ASPECTOS LEGAIS DA DESCONSIDERAÇÃO DA PERSONALIDADE JURÍDICA

Marcos Renato Melo de Freitas

Tárcis Rosa Silva

Matheus Castanheira

RESUMO

                        O presente trabalho tem o objetivo de levantar os principais aspectos sobre a desconsideração da personalidade jurídica. Avaliado sob os aspectos históricos, funcionais e práticos, objetiva enumerar as mais importantes questões acerca do tema, pontuando a visão dos principais doutrinadores. Assim, o escopo principal é demonstrar os limites que há na atuação da pessoa física no âmbito da pessoa jurídica, bem como na separação existente no âmbito das relações patrimoniais.

PALAVRAS CHAVE: Fraude. Insolvência. Sanção. Desconsideração. Separação patrimonial.

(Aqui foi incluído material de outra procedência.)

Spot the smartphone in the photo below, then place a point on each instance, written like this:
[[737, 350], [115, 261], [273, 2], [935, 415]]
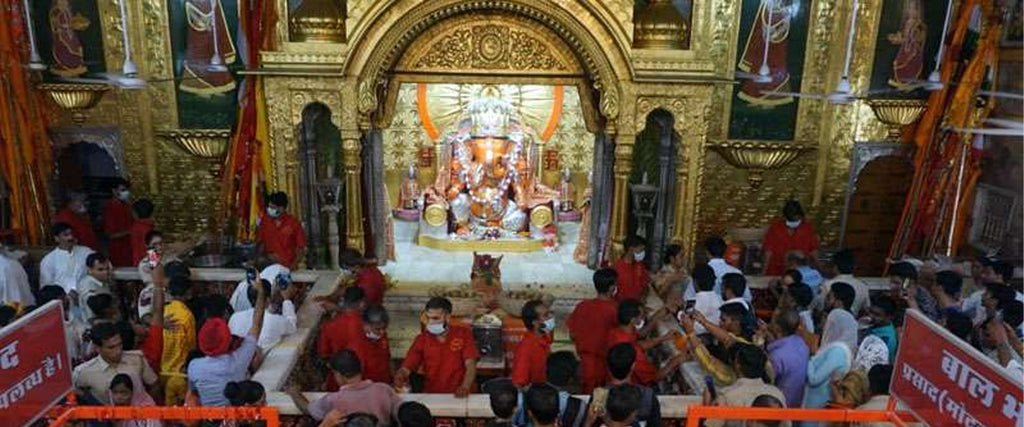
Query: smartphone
[[152, 257], [284, 280], [600, 397], [710, 385]]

                                                      ABSTRACT

                                    This paper aims to raise the main aspects on piercing the corporate veil. Reviewed under the historical, functional and practical, objective list the most important questions about the topic, pointing out the vision of the major scholars. Thus, the main scope is to demonstrate that there are limits on the actions of individuals within the corporation as well as the separation within the existing property relations.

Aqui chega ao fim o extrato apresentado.